PCM2 writes "The Register is reporting that Oracle has decided not to allow Solaris 11 to install on older Sparc hardware, including UltraSparc-I, UltraSparc-II, UltraSparc-IIe, UltraSparc-III, UltraSparc-III+, UltraSparc-IIIi, UltraSparc-IV, and UltraSparc-IV+ processors. The Solaris 11 Express development version released in November did not have this restriction, which suggests that the OS would likely run on these models. Unfortunately, the installer won't. All generations of Sparc T series processors and Sparc Enterprise M machines will be able to install and run Solaris 11, however."

4 of 203 comments (clear)

  1. Sounds like good news by Anonymous Coward · · Score: 5, Insightful

    Because it will force companies to re-evaluate their position with Oracle, why Oracle is even relevant in today's market is still a mystery

    1. Re:Sounds like good news by zig007 · · Score: 5, Interesting

      Because it will force companies to re-evaluate their position with Oracle, why Oracle is even relevant in today's market is still a mystery

      We ARE talking servers from 2005-2007 here. Servers unlikely and unsuitable for production or any other professional use anyway.
      Also, no end-of-support date for Solaris 10 has even been published yet.

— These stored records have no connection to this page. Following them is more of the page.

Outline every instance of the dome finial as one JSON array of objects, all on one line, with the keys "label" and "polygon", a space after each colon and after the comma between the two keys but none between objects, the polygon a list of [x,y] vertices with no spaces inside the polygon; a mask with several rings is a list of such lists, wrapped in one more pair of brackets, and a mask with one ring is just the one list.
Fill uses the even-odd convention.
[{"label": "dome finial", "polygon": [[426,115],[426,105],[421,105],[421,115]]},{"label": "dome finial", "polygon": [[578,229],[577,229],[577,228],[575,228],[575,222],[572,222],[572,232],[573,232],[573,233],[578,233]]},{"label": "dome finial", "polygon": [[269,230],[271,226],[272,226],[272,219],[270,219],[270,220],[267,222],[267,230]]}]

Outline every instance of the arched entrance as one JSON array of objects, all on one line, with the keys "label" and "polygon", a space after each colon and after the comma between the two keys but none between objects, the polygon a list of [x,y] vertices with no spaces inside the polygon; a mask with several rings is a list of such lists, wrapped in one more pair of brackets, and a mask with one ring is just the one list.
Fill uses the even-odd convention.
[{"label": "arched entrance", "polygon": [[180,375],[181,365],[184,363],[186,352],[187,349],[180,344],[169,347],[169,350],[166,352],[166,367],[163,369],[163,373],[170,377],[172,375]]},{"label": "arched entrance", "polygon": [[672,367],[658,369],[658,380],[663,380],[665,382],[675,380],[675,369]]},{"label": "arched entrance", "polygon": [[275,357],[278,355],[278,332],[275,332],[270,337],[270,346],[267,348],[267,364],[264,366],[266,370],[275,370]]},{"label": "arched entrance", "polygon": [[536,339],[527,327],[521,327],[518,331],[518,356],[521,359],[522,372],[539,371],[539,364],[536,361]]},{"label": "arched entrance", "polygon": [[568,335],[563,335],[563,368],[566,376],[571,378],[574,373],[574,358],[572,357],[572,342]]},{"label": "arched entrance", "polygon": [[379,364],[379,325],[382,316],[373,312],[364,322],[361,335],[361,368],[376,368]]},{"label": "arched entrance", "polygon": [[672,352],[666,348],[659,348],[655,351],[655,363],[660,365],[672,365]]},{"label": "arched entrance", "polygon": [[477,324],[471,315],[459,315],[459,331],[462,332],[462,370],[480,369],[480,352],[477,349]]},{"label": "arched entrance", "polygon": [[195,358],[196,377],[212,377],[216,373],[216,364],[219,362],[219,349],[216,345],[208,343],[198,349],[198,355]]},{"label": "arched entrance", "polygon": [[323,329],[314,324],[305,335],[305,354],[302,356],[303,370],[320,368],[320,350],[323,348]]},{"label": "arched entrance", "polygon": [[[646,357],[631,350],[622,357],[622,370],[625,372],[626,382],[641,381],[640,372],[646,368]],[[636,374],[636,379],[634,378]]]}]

      Oracle is relevant since it still provides some advantages over the competition, no mystery there. However, I know what you mean. :-)

      --
      Baboons are cute.
    2. Re:Sounds like good news by buchanmilne · · Score: 5, Insightful

      Strange, most place I dealt with the server was gone when the support ran out, which was typically 3 to 5 years depending on the contract.

      So, you didn't have any "big iron" then?

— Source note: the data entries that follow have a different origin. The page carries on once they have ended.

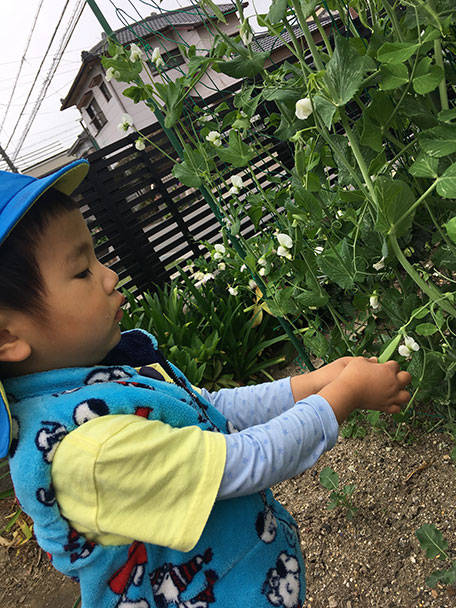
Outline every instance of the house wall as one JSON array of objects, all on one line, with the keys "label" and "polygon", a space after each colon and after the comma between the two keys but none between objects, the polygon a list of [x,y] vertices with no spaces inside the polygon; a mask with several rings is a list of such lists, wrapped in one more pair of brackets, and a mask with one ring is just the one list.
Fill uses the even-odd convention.
[{"label": "house wall", "polygon": [[[219,24],[219,27],[221,27],[228,36],[236,35],[239,31],[239,21],[236,14],[233,13],[232,15],[228,15],[227,23]],[[179,29],[170,29],[166,32],[166,36],[164,37],[151,36],[147,39],[147,42],[152,48],[158,46],[160,51],[164,53],[165,51],[177,48],[178,44],[182,43],[183,39],[189,46],[195,45],[199,52],[202,53],[203,51],[210,49],[214,33],[210,24],[207,26],[202,25],[198,28],[182,27]],[[185,71],[185,64],[179,66],[178,69],[168,70],[166,75],[171,80],[175,80],[182,76],[182,71]],[[102,75],[103,81],[112,95],[109,101],[105,99],[99,85],[92,88],[89,87],[93,78],[98,74]],[[151,82],[146,71],[143,71],[141,77],[145,82]],[[159,78],[159,76],[156,77],[156,79]],[[210,73],[205,74],[196,85],[195,97],[198,98],[198,96],[200,96],[204,99],[209,95],[214,94],[217,90],[225,89],[234,82],[234,79],[211,70]],[[121,122],[121,116],[124,113],[129,114],[133,118],[134,126],[137,130],[141,130],[157,120],[154,113],[144,103],[134,104],[132,100],[122,94],[122,91],[124,91],[127,86],[128,85],[125,83],[117,82],[115,80],[106,82],[104,70],[100,61],[91,63],[87,68],[87,75],[85,78],[81,79],[78,104],[83,96],[91,91],[93,98],[98,103],[100,110],[107,121],[100,130],[97,130],[87,113],[87,107],[80,108],[84,124],[95,138],[100,148],[118,141],[125,135],[125,133],[118,128],[118,125]]]}]

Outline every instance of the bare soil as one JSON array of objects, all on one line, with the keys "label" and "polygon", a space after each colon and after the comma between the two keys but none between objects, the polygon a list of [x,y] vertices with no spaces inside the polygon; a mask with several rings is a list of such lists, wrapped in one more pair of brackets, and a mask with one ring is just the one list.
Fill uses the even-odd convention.
[{"label": "bare soil", "polygon": [[[300,528],[306,608],[456,607],[456,587],[425,583],[450,564],[427,559],[415,534],[434,524],[456,559],[454,443],[443,433],[410,430],[411,444],[372,430],[362,439],[340,437],[312,469],[274,488]],[[327,508],[330,491],[319,482],[326,466],[340,487],[356,486],[352,521],[344,508]],[[0,530],[15,509],[13,500],[0,501]],[[52,568],[34,540],[15,547],[18,538],[17,528],[15,539],[0,537],[1,608],[72,608],[77,584]]]}]

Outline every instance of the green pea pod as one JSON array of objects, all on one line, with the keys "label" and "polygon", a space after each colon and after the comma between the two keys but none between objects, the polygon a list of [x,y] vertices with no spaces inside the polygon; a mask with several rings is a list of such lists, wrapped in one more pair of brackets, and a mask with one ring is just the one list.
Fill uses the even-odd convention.
[{"label": "green pea pod", "polygon": [[394,351],[396,350],[396,348],[399,345],[399,342],[401,341],[402,338],[402,334],[397,334],[396,337],[394,337],[386,346],[386,348],[383,350],[383,352],[381,353],[381,355],[378,358],[378,362],[379,363],[386,363],[387,361],[389,361],[394,353]]}]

      Now since i'm sure Oracle doesn't sell support for this hardware anymore

      They do.

      I bet most companies have already shitcanned them or sold them off, so I bet this will only affect a minority at best. For those that are still running what is frankly in computing terms ancient hardware it isn't like there aren't free Linux distros that will run on these machines,

      You want to run an unsupported, experimental port of Linux on an E6900, or an E10000, or an E20000?

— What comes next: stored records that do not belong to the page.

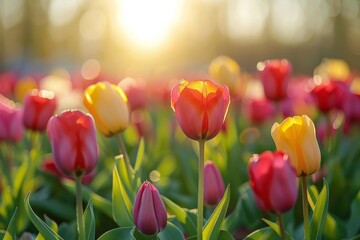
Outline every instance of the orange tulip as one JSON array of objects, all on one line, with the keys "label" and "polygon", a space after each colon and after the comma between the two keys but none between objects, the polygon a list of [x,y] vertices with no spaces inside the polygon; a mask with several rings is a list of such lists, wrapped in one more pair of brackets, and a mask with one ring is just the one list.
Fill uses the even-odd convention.
[{"label": "orange tulip", "polygon": [[230,104],[229,89],[210,80],[181,80],[171,90],[171,107],[181,129],[191,139],[215,137]]}]

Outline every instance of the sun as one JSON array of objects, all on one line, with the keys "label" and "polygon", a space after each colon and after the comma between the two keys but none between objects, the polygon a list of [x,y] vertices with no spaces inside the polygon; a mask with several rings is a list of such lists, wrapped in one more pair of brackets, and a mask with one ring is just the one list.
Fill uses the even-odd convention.
[{"label": "sun", "polygon": [[179,19],[183,0],[119,0],[118,25],[124,37],[144,48],[163,44]]}]

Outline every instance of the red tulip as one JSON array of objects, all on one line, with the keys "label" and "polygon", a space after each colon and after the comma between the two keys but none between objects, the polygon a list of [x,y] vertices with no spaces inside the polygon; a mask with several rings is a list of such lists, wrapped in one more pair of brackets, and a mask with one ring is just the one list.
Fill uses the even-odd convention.
[{"label": "red tulip", "polygon": [[220,202],[225,192],[224,181],[219,169],[213,162],[206,162],[204,166],[204,202],[214,206]]},{"label": "red tulip", "polygon": [[148,181],[140,186],[136,194],[133,217],[137,229],[145,235],[155,235],[166,226],[165,205],[159,191]]},{"label": "red tulip", "polygon": [[171,107],[180,127],[194,140],[209,140],[219,133],[229,104],[228,87],[210,80],[182,80],[171,90]]},{"label": "red tulip", "polygon": [[0,141],[18,142],[24,133],[23,111],[0,95]]},{"label": "red tulip", "polygon": [[327,113],[332,109],[341,108],[345,100],[345,87],[341,83],[329,81],[315,86],[311,95],[321,112]]},{"label": "red tulip", "polygon": [[74,177],[95,169],[99,153],[91,115],[72,110],[54,116],[49,120],[48,135],[62,174]]},{"label": "red tulip", "polygon": [[24,101],[24,126],[35,131],[46,130],[47,123],[56,110],[55,94],[46,90],[33,90]]},{"label": "red tulip", "polygon": [[270,151],[253,155],[249,163],[250,184],[258,207],[265,212],[282,213],[297,199],[297,174],[288,155]]},{"label": "red tulip", "polygon": [[259,77],[265,96],[280,101],[287,97],[287,87],[292,74],[292,65],[286,59],[267,60],[258,63]]}]

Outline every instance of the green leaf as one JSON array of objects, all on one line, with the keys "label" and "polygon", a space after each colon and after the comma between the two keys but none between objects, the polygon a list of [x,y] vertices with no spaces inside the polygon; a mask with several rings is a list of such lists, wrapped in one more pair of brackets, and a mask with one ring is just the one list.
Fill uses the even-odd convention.
[{"label": "green leaf", "polygon": [[138,186],[141,184],[141,166],[144,159],[144,151],[145,151],[144,138],[141,138],[135,160],[134,179],[132,181],[133,183],[132,188],[134,191],[136,191]]},{"label": "green leaf", "polygon": [[227,231],[221,230],[218,239],[221,240],[234,240],[235,238]]},{"label": "green leaf", "polygon": [[[50,219],[48,216],[45,215],[45,223],[54,231],[54,232],[58,232],[58,225],[57,223]],[[37,236],[36,236],[36,239],[35,240],[45,240],[45,238],[41,235],[41,233],[39,233]]]},{"label": "green leaf", "polygon": [[[181,208],[167,197],[161,197],[168,212],[175,215],[176,219],[183,225],[185,232],[189,236],[196,235],[196,215],[187,209]],[[192,217],[195,218],[195,222]]]},{"label": "green leaf", "polygon": [[203,227],[203,239],[204,240],[217,240],[220,232],[221,224],[226,215],[227,208],[230,201],[230,187],[226,188],[223,198],[216,206],[214,212],[211,214],[209,220]]},{"label": "green leaf", "polygon": [[132,230],[132,227],[115,228],[101,235],[98,240],[136,240],[131,234]]},{"label": "green leaf", "polygon": [[311,209],[314,211],[316,199],[319,197],[319,192],[315,185],[311,185],[307,190],[308,202]]},{"label": "green leaf", "polygon": [[[72,180],[63,180],[64,186],[75,194],[75,183]],[[86,186],[81,187],[82,196],[86,201],[89,201],[90,198],[96,209],[99,209],[103,213],[105,213],[108,217],[112,217],[112,207],[109,200],[103,198],[102,196],[94,193],[91,189]]]},{"label": "green leaf", "polygon": [[[277,223],[274,223],[270,220],[267,220],[265,218],[262,219],[267,225],[269,225],[269,227],[271,227],[272,230],[274,230],[274,232],[276,232],[276,234],[281,237],[281,232],[280,232],[280,226]],[[285,227],[285,226],[284,226]],[[286,239],[288,240],[293,240],[293,238],[290,236],[290,234],[288,234],[287,232],[285,232],[286,234]]]},{"label": "green leaf", "polygon": [[54,232],[46,223],[41,220],[35,212],[32,210],[30,206],[30,193],[28,193],[25,197],[25,211],[30,219],[30,221],[34,224],[36,229],[41,233],[41,235],[47,240],[58,240],[62,239],[56,232]]},{"label": "green leaf", "polygon": [[135,172],[138,172],[142,166],[144,151],[145,151],[145,142],[144,142],[144,138],[141,138],[135,160],[135,169],[134,169]]},{"label": "green leaf", "polygon": [[157,235],[160,240],[168,240],[168,239],[176,239],[176,240],[183,240],[184,234],[171,222],[167,222],[166,227],[164,230],[158,233]]},{"label": "green leaf", "polygon": [[351,214],[347,222],[347,236],[354,236],[360,229],[360,191],[357,193],[356,197],[352,200],[351,203]]},{"label": "green leaf", "polygon": [[6,230],[3,240],[15,240],[16,239],[16,220],[17,220],[17,208],[15,208],[14,214],[11,217],[8,228]]},{"label": "green leaf", "polygon": [[0,238],[1,238],[1,239],[4,239],[5,234],[6,234],[6,231],[5,231],[5,230],[0,230]]},{"label": "green leaf", "polygon": [[261,228],[250,233],[244,240],[276,240],[280,239],[271,227]]},{"label": "green leaf", "polygon": [[87,240],[95,240],[95,216],[93,210],[92,200],[89,200],[89,203],[84,212],[85,220],[85,232]]},{"label": "green leaf", "polygon": [[132,201],[124,189],[116,166],[113,168],[112,215],[114,221],[122,227],[134,226],[132,219]]},{"label": "green leaf", "polygon": [[313,216],[310,222],[310,238],[322,239],[329,205],[329,186],[324,178],[323,188],[316,201]]}]

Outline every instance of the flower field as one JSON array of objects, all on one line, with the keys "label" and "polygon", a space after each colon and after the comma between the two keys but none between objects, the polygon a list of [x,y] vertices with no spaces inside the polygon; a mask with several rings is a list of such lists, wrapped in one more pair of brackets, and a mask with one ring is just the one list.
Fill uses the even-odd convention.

      and if you are so concerned about money you are running actual business on a server that old frankly I doubt you're gonna pay for an upgrade to the latest and greatest Solaris anyway.

      In this market (midrange servers), it's usually not about the money, but the supposed "stability". And, you wouldn't pay to upgrade, you've been paying premium software support to be able to run whatever version of Solaris is supported.

      So I don't see this as any different than say MSFT saying they wouldn't support running Winserver 2K10 on a P4, since that is the age we are talking about here. I just don't see old servers getting expensive new OSes, that just wouldn't make any sense. Maybe someone can chime in here and say why they'd buy new server licenses to run on 6 year old tech?

      Our company bought new UltraSparc III and IV servers (V215s, V445s) in 2008 (bad decision, I didn't support it). At the same time we bought Sun X4450 Intel-based servers. Guess which ones will still have a supported OS in 7 year's time? The cheaper ones with 4 times the cores.

  2. And Then There's IBM: They Get IT by BBCWatcher · · Score: 5, Informative

    Meanwhile, IBM's newest AIX 7 supports systems all the way back to POWER4 -- systems which were introduced a decade ago. Moreover, IBM just lengthened the standard priced support periods for AIX 6 and AIX 7. And IBM introduced support for AIX 5 running in AIX 7 PowerVM.